Un tel test est en cours pour la technologie de bouclage de gaz de synthèse de l'équipe. Les ingénieurs de l'État de l'Ohio ont collaboré avec une demi-douzaine d'entreprises de fournitures ou de pièces détachées pour les centrales thermiques au charbon afin de construire une usine pilote de 14 millions de dollars sur six étages et de 250 kilowatts au Centre de capture de carbone du DOE à Wilsonville, Alabama. Ce réacteur d’essai fonctionnera avec du gaz de synthèse produit par une centrale de gazéification du charbon à l’échelle de démonstration gérée par la Southern Company au centre, et fonctionnera aux températures et aux pressions élevées typiques des installations commerciales. (Divulgation: Southern Company est un annonceur sur Smithsonian.com, mais cette histoire a été commandée de manière indépendante.) «Nous testons des conditions très applicables dans le commerce», explique Andrew Tong, chercheur dans le groupe Fan, qui aide à coordonner le test.

Même si les efforts sont couronnés de succès, des essais pilotes supplémentaires seraient nécessaires, car une centrale au charbon est environ 1 000 fois plus grande que l’installation pilote prévue en Alabama. La technologie de l'État de l'Ohio «a encore beaucoup à faire pour produire de l'électricité dans une centrale commerciale au charbon ou au gaz naturel», déclare Sawyer.

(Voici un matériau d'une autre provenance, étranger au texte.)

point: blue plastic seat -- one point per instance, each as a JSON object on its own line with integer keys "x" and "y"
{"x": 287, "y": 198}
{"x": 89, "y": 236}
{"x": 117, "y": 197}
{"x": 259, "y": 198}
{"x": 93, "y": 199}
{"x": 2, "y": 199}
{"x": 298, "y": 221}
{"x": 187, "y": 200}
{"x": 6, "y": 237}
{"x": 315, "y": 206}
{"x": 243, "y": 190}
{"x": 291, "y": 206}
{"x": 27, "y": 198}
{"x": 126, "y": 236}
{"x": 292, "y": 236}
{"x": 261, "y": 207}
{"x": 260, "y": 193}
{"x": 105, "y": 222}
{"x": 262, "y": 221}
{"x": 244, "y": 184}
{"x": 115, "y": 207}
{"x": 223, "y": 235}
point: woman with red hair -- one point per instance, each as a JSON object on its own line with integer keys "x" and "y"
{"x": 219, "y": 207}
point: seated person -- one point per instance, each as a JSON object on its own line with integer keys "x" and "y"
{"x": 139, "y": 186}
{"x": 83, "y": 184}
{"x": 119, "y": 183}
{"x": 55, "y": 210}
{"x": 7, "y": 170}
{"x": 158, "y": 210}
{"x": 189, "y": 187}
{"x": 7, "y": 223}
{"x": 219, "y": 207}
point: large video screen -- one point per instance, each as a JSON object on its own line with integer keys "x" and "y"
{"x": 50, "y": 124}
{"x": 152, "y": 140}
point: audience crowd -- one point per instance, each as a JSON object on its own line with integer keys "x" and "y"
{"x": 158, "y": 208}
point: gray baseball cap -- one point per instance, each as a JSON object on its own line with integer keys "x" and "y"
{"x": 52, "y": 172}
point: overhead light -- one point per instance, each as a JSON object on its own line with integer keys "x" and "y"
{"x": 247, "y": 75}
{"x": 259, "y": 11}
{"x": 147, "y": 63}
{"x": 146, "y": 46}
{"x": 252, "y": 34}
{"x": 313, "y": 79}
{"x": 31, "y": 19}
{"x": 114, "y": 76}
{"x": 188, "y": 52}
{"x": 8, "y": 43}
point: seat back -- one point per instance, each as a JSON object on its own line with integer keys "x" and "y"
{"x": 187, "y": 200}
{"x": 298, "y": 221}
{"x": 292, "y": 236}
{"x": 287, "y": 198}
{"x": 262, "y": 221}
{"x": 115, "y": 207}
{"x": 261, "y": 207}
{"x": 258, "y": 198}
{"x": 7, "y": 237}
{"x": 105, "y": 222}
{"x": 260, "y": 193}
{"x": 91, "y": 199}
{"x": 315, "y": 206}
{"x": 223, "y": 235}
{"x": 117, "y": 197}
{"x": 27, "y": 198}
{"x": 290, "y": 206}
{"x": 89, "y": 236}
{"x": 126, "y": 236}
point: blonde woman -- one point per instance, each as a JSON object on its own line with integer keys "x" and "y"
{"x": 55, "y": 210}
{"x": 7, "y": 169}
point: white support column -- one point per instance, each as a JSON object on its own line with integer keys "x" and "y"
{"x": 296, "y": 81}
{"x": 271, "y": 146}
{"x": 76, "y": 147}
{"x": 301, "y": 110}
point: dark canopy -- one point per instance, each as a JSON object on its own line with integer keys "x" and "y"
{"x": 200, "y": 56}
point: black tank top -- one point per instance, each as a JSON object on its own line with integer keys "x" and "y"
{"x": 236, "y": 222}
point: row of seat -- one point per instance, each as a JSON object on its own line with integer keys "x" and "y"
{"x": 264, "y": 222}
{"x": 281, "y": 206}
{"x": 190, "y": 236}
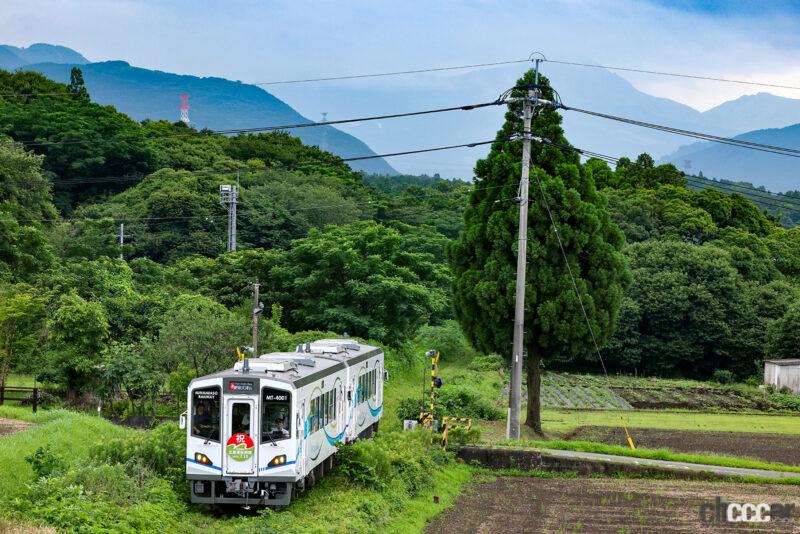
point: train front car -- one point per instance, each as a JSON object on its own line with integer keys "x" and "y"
{"x": 269, "y": 427}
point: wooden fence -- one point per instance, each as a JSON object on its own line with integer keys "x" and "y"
{"x": 20, "y": 394}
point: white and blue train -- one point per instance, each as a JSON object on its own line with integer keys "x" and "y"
{"x": 265, "y": 430}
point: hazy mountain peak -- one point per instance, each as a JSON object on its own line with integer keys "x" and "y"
{"x": 38, "y": 53}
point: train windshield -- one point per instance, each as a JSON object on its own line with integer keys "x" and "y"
{"x": 205, "y": 413}
{"x": 275, "y": 415}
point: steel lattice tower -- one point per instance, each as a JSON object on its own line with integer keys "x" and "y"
{"x": 185, "y": 109}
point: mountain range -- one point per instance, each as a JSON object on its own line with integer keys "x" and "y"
{"x": 217, "y": 103}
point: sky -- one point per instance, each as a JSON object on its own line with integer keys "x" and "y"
{"x": 263, "y": 40}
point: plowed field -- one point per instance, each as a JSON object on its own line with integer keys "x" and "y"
{"x": 598, "y": 506}
{"x": 770, "y": 447}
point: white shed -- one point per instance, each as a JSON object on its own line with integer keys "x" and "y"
{"x": 783, "y": 373}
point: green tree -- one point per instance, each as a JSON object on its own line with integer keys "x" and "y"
{"x": 21, "y": 323}
{"x": 484, "y": 258}
{"x": 784, "y": 335}
{"x": 76, "y": 86}
{"x": 79, "y": 329}
{"x": 200, "y": 332}
{"x": 358, "y": 279}
{"x": 692, "y": 303}
{"x": 24, "y": 192}
{"x": 135, "y": 368}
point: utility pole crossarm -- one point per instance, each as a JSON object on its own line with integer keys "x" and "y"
{"x": 121, "y": 238}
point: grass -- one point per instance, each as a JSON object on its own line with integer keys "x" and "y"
{"x": 10, "y": 526}
{"x": 26, "y": 414}
{"x": 69, "y": 434}
{"x": 562, "y": 422}
{"x": 19, "y": 381}
{"x": 658, "y": 454}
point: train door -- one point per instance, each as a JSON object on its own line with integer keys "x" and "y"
{"x": 240, "y": 457}
{"x": 301, "y": 430}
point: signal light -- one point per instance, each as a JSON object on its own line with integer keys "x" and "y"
{"x": 278, "y": 460}
{"x": 201, "y": 458}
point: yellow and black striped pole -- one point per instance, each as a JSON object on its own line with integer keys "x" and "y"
{"x": 426, "y": 418}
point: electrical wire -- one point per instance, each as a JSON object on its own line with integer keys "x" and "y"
{"x": 395, "y": 73}
{"x": 477, "y": 66}
{"x": 113, "y": 139}
{"x": 774, "y": 201}
{"x": 299, "y": 165}
{"x": 783, "y": 151}
{"x": 673, "y": 74}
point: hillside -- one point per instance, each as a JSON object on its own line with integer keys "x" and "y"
{"x": 13, "y": 57}
{"x": 773, "y": 171}
{"x": 216, "y": 103}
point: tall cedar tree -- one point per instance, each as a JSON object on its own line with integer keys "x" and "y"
{"x": 484, "y": 258}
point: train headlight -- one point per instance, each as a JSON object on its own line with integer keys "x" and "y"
{"x": 278, "y": 460}
{"x": 201, "y": 458}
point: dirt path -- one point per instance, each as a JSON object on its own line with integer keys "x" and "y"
{"x": 770, "y": 447}
{"x": 531, "y": 505}
{"x": 9, "y": 426}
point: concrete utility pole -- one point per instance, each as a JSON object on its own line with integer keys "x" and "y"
{"x": 323, "y": 145}
{"x": 258, "y": 307}
{"x": 515, "y": 393}
{"x": 228, "y": 197}
{"x": 121, "y": 237}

Si la technologie devait être utilisée avec succès à grande échelle et s’avérer capable de supprimer tout le dioxyde de carbone et les polluants atmosphériques du charbon brûlant, les réacteurs à boucle chimique ne seraient toujours pas le moyen le plus propre, le moins cher ou le plus sain de produire de l’électricité. Les mineurs de charbon meurent des suites d'une maladie du poumon noir et l'effondrement de la mine, et des chaînes de montagnes entières sont décapitées pour l'extraction du charbon. Même le charbon propre produit des cendres qui s'accumulent dans des étangs de stockage ou des décharges, menaçant de polluer les eaux souterraines et les rivières. Si l’on tient compte des coûts pour la santé et l’environnement, les énergies renouvelables comme l’énergie éolienne et solaire continuent de coûter moins cher.

Mais avec sept milliards de personnes avides d'énergie et de centrales au charbon bon marché émettant des millions de tonnes de gaz carbonique dans l'atmosphère chaque jour, de nouvelles façons de brûler proprement le charbon ne peuvent être négligées. «Vous devez trouver quelque chose qui puisse gérer tous les défis», dit Sawyer. "C'est pourquoi ces projets sont si passionnants."

Le «charbon propre» pourrait-il enfin être à la hauteur de son nom?